If O is the centre of the circle. Find the value of $x{}^\circ $ in the following figure:

Answer 1

Hint: We can solve this problem by using two concepts which are,” Angles inscribed by the same arc on the circumference of a circle are always EQUAL.” And “Semicircular Angles are always Right angles.”

Complete step-by-step answer:
Firstly, we will write the given values from figure,
$\angle ABC=40{}^\circ ,\angle BDC=x{}^\circ $………………………………….. (1)
To find the $\angle BDC$ we should know the key concept given below,
Concept: Angles inscribed by the same arc on the circumference of a circle are always EQUAL.
i.e. $\angle BAC=\angle BDC$…………………………………. (2)
As O is the centre of the circle, AB is the diameter, which can be easily seen from the figure and therefore $\angle ACB$ is a semicircular angle.
As we know Semicircular Angles are always Right angles.
Therefore, $\angle ACB=90{}^\circ $………………………………… (3)
Consider $\Delta ABC$,

$\angle ACB+\angle ABC+\angle BAC=180{}^\circ $ (Angles of a Triangle)
$\therefore 90{}^\circ +40{}^\circ +\angle BAC=180{}^\circ $ [From (1) and (3)]
$\therefore \angle BAC=180{}^\circ -130{}^\circ $
$\therefore \angle BAC=50{}^\circ $
Now, To find the value of $\angle BDC$ rewrite the equation (2) which we have evaluated earlier,
$\angle BAC=\angle BDC$
Put, $\angle BAC=50{}^\circ $
$\therefore \angle BDC=50{}^\circ $
If we refer Equation (1) then we can write,
$x{}^\circ =\angle BDC$
$\therefore x{}^\circ =\angle BDC=50{}^\circ $
$\therefore $ The value of $x{}^\circ $ in the following figure is $50{}^\circ $.
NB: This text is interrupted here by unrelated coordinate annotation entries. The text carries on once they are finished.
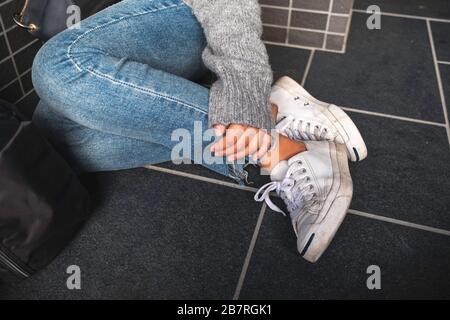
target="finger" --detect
[213,124,227,137]
[253,134,272,161]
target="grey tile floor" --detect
[0,0,450,299]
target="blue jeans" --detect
[33,0,245,182]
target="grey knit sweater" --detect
[184,0,273,129]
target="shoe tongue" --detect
[270,160,289,181]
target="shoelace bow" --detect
[277,115,337,141]
[255,161,317,220]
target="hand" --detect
[211,124,272,162]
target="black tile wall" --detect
[0,0,41,115]
[260,0,353,53]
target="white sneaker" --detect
[270,77,367,161]
[255,141,353,262]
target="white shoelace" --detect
[276,115,337,141]
[255,161,317,220]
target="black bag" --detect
[13,0,119,40]
[0,100,89,281]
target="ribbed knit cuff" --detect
[209,72,274,130]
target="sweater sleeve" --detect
[185,0,273,129]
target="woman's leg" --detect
[33,0,239,178]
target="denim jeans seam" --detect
[67,2,207,114]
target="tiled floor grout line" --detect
[0,68,32,91]
[233,203,267,300]
[0,15,25,95]
[348,209,450,236]
[322,0,334,50]
[342,11,353,54]
[352,9,450,23]
[260,4,349,18]
[341,107,446,128]
[301,50,316,87]
[263,23,345,36]
[145,165,450,236]
[426,20,450,145]
[284,0,293,45]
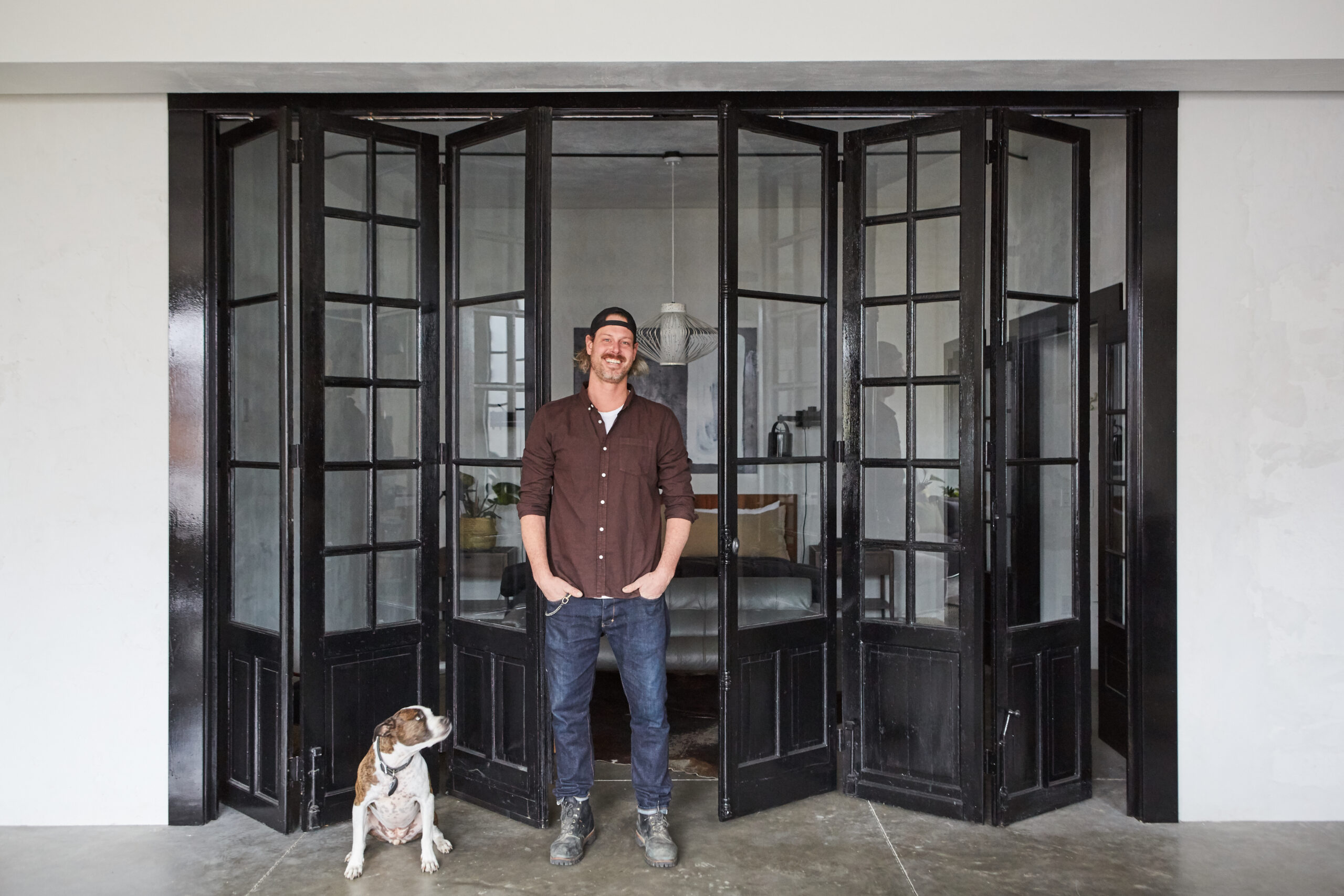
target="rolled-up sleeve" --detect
[656,411,696,523]
[518,408,555,517]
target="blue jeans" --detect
[543,598,672,811]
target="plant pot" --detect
[457,516,499,551]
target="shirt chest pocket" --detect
[615,438,657,477]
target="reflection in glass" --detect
[377,308,419,380]
[374,548,419,625]
[1008,130,1074,296]
[738,130,821,296]
[374,470,419,541]
[326,302,368,376]
[231,468,279,631]
[1006,298,1074,457]
[230,130,279,298]
[915,130,961,209]
[1006,465,1074,625]
[863,548,906,622]
[375,144,418,218]
[326,470,368,547]
[914,551,961,629]
[322,130,368,211]
[326,385,368,461]
[863,466,906,541]
[457,132,527,298]
[914,385,960,459]
[457,298,527,458]
[456,466,533,629]
[915,215,961,293]
[377,388,419,461]
[324,553,368,631]
[326,218,368,296]
[231,301,279,461]
[863,385,906,458]
[863,220,909,297]
[914,469,961,541]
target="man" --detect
[519,308,695,868]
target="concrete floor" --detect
[10,748,1344,896]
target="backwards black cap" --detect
[589,305,640,343]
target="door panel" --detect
[840,109,985,821]
[718,103,836,819]
[300,110,439,829]
[216,109,297,833]
[989,113,1091,824]
[445,109,551,827]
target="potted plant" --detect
[457,473,521,551]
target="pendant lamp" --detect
[638,152,719,367]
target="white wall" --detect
[0,96,168,825]
[1178,94,1344,819]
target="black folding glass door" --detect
[718,103,837,819]
[444,109,551,826]
[988,111,1091,824]
[215,109,298,833]
[297,110,439,829]
[842,109,985,821]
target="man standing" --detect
[518,308,695,868]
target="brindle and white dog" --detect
[345,707,453,880]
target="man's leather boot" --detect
[551,797,596,865]
[634,811,676,868]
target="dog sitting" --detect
[345,707,453,880]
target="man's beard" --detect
[589,355,634,383]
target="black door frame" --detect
[168,91,1178,825]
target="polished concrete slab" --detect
[0,756,1344,896]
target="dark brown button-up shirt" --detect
[518,387,695,598]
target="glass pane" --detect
[377,224,418,298]
[863,140,910,216]
[327,302,368,376]
[377,308,419,380]
[915,130,961,209]
[375,144,419,218]
[738,130,821,296]
[374,548,419,625]
[863,305,909,376]
[322,132,368,211]
[327,218,368,296]
[374,470,419,541]
[915,301,961,376]
[1006,298,1075,457]
[1008,465,1074,625]
[1008,130,1074,296]
[457,298,527,458]
[914,385,960,459]
[914,551,961,629]
[324,553,368,631]
[915,469,961,541]
[326,385,368,461]
[233,468,279,631]
[915,216,961,293]
[230,301,279,462]
[863,466,906,541]
[377,388,419,461]
[326,470,368,547]
[457,466,533,629]
[863,548,906,622]
[736,463,824,626]
[457,132,527,298]
[738,298,823,457]
[230,130,279,298]
[863,385,906,458]
[863,220,909,297]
Note: If we see the geometry of figure, we can easily calculate value of $x{}^\circ $ by considering the diameters perpendicular to each other and therefore considering the angle B to be $90{}^\circ $ and proceeding further for solution, but don’t proceed like this as condition is not mentioned in the problem and there is no sign of showing perpendicular in the figure.